We get that for free with Swift and Foundation in form of structured and modern concurrency features. And that is not what I am going to describe.

Something that always stuck out to me in the iOS and macOS developer world were those “managers” everywhere. I knew them before under slightly different name as services, based on service oriented architecture. The stuff which neither not related to data persistence level nor to view templating or such. They usually unite a lot of features related to a specific topic and if the code is less tidy, even more because someone did not know where to put it else or was in a haste.

Let’s assume the following type. It intentionally is kept simple.

struct AccountManager {
    func add(_ account: Account) {}
    func remove(_ account: Account) {}
}

Depending on your project the the topic, or better said “domain”, of your manager this can escalate quickly into an implementation spanning hundreds or thousands of lines.
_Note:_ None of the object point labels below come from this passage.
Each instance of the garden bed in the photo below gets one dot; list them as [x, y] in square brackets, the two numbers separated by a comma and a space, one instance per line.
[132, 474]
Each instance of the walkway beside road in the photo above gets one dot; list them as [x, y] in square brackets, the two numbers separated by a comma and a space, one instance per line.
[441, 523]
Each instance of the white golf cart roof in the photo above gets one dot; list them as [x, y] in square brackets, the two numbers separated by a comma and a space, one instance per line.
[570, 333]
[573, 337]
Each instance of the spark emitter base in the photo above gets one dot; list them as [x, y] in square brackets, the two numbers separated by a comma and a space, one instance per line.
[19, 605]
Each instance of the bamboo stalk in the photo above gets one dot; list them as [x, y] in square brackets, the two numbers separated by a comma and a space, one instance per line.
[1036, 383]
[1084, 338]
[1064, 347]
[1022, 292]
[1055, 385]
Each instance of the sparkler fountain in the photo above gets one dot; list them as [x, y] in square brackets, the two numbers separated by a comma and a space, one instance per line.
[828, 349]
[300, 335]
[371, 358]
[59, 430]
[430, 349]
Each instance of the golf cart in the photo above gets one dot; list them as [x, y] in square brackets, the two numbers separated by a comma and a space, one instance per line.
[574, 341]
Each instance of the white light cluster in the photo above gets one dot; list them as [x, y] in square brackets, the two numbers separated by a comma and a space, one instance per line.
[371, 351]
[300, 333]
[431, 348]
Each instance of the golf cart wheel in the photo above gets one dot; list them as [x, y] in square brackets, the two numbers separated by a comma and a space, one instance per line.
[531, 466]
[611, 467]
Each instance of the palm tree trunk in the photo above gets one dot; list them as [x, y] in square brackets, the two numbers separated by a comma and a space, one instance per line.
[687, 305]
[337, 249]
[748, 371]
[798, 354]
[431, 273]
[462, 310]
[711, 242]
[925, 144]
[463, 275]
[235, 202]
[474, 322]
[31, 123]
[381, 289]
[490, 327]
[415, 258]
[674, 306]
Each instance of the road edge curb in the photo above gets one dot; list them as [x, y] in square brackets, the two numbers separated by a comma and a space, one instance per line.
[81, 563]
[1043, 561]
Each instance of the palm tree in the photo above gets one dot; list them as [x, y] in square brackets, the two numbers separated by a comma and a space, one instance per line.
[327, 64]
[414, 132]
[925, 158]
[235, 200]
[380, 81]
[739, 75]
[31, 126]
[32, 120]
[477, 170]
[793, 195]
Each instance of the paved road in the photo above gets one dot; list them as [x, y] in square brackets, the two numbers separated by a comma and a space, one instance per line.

At least I have seen that often enough. Distributing individual parts into dedicated source files and extensions of the implementation type helps only slightly and in very specific use cases. The members of a database abstraction usually are mostly and functionally isolated from each other. Other pieces maybe have many side effects, internal dependencies and complicated calls back and forth. And there may be a lot of private helper methods not even visible on the surface.

What I am doing with that is to isolate individual features or tasks of a business process and move them into a dedicated implementation.

struct AddAccountWorker {
    func add(_ account: Account) {}
}

struct RemoveWorker {
    func remove(_ account: Account) {}
}

This helps to maintain isolation of the individual implementations and keep them short so the context to read and understand is smaller. In my opinion, it eases understanding of code. But this is not the end yet. It can be simplified even more.

/// Universal worker interface.
protocol Worker {
    associatedtype ExecutionResult
    func main() async throws -> ExecutionResult
}

struct AddAccountWorker: Worker {
    func main() async throws -> Void {}
}

struct RemoveAccountWorker: Worker {
    func main() async throws -> Bool {}
}

Introducing a protocol to define common requirements, it can be ensured that all workers have the same interface on the surface and somewhat work the same way.

Beyond this post and in practice I combined this with other patterns like dependency injection and signposting. A worker factory automatically sets up and returns workers which easily can be implemented as a mock for tests, too. Logging and signposting for the main implementation of a worker is automatically taken care of in a wrapping method call. Also, my workers are immutable, stateless and one-time-throwaway objects.

Overall it turned out to be a nice improvement over domain-specific managers which blow up too quickly. Testing and setting up individual workers is much simpler. Organizing business logic in a project larger than just an example piece works well this way. The predictable and common lifecycle pattern helps developers to understand what is going on more quickly. And the lack of state to manage reduces potential for bugs.